Reputation: 119
This should be something easy but I cannot seem to get it right.
I have a data table with N columns (let's say N=40K) and two character vectors with the same length (i.e. labelvector and unitvector) and I would like to add the attributes "label" and "units" to each column of the data.table to the value indicated by the relevant vectors for that column.
Both vectors are also named, using the data.table column names.
My efforts revolved around using setattr to all columns or including the .SD notation with lapply, which I use as a main workhorse when I have large tables but without any significant success.
The latter failed because I could not access the name of the column being passed to the function call from within lapply, in order to set the attributes by reference.
I can either make a function that sets the attributes by reference (having := data.table call within the function body) or an *apply/for loop that sets them but both take a lot of time.
Do you think that this can be done faster or more elegantly?
* Edit*****
Example:
the table has 4 columns: Age, Hgt, Wgt and S
labelvector has 4 values: "Age", "Height", "Weight" and "Sex".
unitvecor has also 4 values: "Years", "cm", "kg", NA.
both labelvector and unitvector values are named with table column names.
So the goal is to set for data table:
Column Age, label: "Age", units "Years".
Column Hgt, label: "Height", units "cm".
Column Wgt, label: "Weight", units "kg".
Column S, label: "Sex", units NA.
This has to be generalized to a data.table of tens of thousands of columns.
Upvotes: 3
Views: 2764
Reputation: 3883
Using for
and setattr
library(data.table)
dat <- data.table(
Age = rnorm(10, 40, 10),
Hgh = rnorm(10, 150, 20),
Wgt = rnorm(10, 30, 5),
S = sample(c("F", "M"), size = 10, replace = TRUE)
)
str(dat)
#> Classes 'data.table' and 'data.frame': 10 obs. of 4 variables:
#> $ Age: num 29.2 41.2 23.3 24.6 22.9 ...
#> $ Hgh: num 161 151 148 141 159 ...
#> $ Wgt: num 27.8 29 37.8 33 34.2 ...
#> $ S : chr "F" "M" "M" "F" ...
#> - attr(*, ".internal.selfref")=<externalptr>
col_attr <- data.frame(
var = c("Age", "Hgt", "Wgt", "S"),
lab = c("Age", "Height", "Weight", "Sex"),
unit = c("Years", "cm", "kg", "NA")
)
for(i in seq_along(col_attr$var)) {
setattr(dat[[i]], name = "label", value = col_attr$lab[[i]])
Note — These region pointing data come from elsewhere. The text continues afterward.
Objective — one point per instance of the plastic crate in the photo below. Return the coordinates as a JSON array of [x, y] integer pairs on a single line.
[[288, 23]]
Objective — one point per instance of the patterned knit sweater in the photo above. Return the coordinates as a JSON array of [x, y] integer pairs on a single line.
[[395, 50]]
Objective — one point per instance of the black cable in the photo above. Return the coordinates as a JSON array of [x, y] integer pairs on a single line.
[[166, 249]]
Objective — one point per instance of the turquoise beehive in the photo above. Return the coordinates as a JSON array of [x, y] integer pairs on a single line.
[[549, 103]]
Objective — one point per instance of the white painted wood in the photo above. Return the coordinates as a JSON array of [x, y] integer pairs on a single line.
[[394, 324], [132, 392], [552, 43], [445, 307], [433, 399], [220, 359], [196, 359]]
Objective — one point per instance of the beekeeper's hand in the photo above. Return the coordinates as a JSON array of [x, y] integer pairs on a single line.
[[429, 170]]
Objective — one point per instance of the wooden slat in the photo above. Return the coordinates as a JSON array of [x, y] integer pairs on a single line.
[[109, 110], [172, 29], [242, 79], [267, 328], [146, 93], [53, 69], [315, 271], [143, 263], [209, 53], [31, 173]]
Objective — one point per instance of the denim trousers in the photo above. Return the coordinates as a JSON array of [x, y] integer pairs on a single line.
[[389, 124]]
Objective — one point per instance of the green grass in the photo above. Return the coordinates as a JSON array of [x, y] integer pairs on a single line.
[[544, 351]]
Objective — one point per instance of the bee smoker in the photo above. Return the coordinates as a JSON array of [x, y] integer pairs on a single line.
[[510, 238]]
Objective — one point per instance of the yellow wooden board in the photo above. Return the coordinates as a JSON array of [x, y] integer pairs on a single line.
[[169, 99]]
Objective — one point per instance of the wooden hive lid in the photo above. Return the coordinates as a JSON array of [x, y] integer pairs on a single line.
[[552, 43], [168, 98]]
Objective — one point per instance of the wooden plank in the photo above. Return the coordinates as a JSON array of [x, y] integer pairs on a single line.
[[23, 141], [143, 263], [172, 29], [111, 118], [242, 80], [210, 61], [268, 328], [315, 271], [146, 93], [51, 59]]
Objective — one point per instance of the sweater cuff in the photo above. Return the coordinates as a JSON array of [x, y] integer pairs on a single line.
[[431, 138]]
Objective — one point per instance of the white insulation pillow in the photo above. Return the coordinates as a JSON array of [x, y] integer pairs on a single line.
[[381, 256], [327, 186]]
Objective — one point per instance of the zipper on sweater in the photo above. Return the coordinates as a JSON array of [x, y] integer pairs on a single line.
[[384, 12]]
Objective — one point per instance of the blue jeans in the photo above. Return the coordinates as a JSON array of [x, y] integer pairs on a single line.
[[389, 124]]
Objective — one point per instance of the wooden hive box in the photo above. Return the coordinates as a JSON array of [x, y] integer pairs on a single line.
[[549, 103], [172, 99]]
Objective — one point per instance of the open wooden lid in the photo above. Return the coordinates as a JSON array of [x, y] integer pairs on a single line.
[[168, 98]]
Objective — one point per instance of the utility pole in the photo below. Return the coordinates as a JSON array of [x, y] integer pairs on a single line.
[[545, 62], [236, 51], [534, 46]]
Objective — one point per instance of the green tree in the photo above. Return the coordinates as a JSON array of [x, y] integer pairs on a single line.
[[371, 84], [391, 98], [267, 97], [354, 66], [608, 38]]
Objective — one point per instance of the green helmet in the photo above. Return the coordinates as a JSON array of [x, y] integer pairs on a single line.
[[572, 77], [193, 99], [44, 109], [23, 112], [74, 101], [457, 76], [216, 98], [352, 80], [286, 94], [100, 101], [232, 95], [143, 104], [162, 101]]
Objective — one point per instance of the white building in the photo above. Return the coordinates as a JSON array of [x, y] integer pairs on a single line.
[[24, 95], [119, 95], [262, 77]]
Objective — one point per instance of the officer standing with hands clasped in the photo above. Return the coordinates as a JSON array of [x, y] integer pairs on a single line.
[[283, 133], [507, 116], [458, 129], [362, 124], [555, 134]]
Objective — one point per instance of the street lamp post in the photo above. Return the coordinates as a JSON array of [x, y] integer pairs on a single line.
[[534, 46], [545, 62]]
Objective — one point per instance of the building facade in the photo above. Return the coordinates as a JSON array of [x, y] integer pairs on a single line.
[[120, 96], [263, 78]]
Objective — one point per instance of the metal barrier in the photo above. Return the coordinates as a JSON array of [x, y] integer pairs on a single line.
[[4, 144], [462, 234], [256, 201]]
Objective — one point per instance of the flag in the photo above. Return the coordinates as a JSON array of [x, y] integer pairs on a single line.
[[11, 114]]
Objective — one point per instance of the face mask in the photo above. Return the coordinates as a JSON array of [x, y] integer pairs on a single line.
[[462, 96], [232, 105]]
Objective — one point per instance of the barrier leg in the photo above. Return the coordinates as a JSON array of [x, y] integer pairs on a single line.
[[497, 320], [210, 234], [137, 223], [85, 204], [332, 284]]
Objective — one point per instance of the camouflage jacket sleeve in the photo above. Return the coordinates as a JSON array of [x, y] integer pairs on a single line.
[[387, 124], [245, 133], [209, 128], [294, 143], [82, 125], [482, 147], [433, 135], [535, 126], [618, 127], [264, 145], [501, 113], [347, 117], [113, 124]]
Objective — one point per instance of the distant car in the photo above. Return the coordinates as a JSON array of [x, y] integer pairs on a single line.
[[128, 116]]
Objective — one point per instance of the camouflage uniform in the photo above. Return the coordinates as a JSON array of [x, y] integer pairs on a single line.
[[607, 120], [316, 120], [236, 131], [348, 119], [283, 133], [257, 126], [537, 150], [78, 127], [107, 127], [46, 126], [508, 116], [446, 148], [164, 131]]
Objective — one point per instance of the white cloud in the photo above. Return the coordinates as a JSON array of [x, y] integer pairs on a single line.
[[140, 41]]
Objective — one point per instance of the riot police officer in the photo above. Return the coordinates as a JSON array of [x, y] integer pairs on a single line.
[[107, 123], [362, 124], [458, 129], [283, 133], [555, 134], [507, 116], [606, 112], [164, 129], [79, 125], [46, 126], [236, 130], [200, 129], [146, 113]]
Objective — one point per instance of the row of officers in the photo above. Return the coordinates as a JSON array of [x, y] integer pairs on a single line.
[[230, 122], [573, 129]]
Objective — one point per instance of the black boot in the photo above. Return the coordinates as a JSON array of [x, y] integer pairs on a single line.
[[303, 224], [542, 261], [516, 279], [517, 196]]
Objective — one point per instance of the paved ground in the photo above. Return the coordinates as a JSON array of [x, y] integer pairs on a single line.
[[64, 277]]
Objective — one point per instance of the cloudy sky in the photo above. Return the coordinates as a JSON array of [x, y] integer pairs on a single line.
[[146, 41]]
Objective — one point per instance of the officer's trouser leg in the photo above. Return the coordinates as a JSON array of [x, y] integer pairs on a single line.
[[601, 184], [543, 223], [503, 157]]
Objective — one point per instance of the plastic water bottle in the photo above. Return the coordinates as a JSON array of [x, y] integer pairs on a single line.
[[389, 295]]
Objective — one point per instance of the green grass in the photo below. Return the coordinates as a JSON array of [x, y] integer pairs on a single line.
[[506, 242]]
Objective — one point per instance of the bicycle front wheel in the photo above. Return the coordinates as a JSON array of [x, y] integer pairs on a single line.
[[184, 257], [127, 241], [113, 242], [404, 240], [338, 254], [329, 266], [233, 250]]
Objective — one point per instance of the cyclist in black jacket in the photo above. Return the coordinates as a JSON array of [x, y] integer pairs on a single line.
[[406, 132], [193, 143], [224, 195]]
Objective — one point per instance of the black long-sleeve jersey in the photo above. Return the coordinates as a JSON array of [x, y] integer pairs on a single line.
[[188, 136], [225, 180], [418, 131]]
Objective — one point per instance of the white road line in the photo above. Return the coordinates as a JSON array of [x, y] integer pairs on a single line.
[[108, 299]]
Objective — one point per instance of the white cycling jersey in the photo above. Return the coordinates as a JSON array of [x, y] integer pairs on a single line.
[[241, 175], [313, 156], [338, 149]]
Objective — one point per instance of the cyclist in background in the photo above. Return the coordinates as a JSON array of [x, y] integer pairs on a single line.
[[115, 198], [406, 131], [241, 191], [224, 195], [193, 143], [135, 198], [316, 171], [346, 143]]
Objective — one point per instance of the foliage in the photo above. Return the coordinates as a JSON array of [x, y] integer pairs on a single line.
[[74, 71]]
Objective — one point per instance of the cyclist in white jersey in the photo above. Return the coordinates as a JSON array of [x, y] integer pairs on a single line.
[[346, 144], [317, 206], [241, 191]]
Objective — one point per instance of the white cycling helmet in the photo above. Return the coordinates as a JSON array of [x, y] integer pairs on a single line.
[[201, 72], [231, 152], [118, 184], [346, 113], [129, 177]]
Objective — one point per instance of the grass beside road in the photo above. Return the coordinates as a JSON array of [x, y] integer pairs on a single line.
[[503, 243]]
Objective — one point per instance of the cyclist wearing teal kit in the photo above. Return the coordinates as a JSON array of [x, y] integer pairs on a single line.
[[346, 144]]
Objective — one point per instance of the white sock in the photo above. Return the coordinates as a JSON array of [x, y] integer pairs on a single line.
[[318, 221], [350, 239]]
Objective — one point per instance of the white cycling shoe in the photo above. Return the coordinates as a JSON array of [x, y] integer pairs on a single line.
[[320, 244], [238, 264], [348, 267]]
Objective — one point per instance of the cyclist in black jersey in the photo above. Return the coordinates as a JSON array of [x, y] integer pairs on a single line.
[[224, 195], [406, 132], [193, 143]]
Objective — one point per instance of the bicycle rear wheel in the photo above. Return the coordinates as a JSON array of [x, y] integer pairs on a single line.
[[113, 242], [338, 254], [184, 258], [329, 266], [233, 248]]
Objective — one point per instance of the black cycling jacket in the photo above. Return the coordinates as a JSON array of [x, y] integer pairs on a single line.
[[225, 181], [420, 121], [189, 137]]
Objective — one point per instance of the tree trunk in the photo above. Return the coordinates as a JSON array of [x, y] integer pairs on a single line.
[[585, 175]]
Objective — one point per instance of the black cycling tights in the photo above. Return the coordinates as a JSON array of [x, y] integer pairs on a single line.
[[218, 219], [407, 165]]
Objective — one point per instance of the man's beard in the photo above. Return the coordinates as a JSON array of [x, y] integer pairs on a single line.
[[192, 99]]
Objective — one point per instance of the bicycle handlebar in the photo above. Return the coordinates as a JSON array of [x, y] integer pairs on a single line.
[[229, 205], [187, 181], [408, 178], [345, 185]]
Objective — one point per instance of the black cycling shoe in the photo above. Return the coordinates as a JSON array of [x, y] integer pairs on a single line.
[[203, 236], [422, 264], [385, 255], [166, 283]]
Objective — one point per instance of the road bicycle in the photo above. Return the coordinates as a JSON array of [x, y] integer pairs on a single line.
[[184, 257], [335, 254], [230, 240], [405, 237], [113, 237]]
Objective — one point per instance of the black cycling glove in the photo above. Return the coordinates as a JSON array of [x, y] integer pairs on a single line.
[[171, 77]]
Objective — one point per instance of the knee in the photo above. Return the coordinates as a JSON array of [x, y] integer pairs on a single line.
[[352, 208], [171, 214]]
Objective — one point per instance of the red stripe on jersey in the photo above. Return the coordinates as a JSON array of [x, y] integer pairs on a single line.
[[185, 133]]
setattr(dat[[i]], name = "units", value = col_attr$unit[[i]])
}
str(dat)
#> Classes 'data.table' and 'data.frame': 10 obs. of 4 variables:
#> $ Age: num 29.2 41.2 23.3 24.6 22.9 ...
#> ..- attr(*, "label")= chr "Age"
#> ..- attr(*, "units")= chr "Years"
#> $ Hgh: num 161 151 148 141 159 ...
#> ..- attr(*, "label")= chr "Height"
#> ..- attr(*, "units")= chr "cm"
#> $ Wgt: num 27.8 29 37.8 33 34.2 ...
#> ..- attr(*, "label")= chr "Weight"
#> ..- attr(*, "units")= chr "kg"
#> $ S : chr "F" "M" "M" "F" ...
#> ..- attr(*, "label")= chr "Sex"
#> ..- attr(*, "units")= chr "NA"
#> - attr(*, ".internal.selfref")=<externalptr>
Created on 2023-06-30 with reprex v2.0.2
Upvotes: 0
Reputation: 2133
I believe that is what are you looking for
mapply(setattr, x = temp_data, name = "names", value = names(temp_data), SIMPLIFY = FALSE)
Upvotes: 0
Reputation: 2797
This is going to fix your issue
attr(temp_data, "names") <- c("label", "units")
Where temp_data is your data frame
Upvotes: 2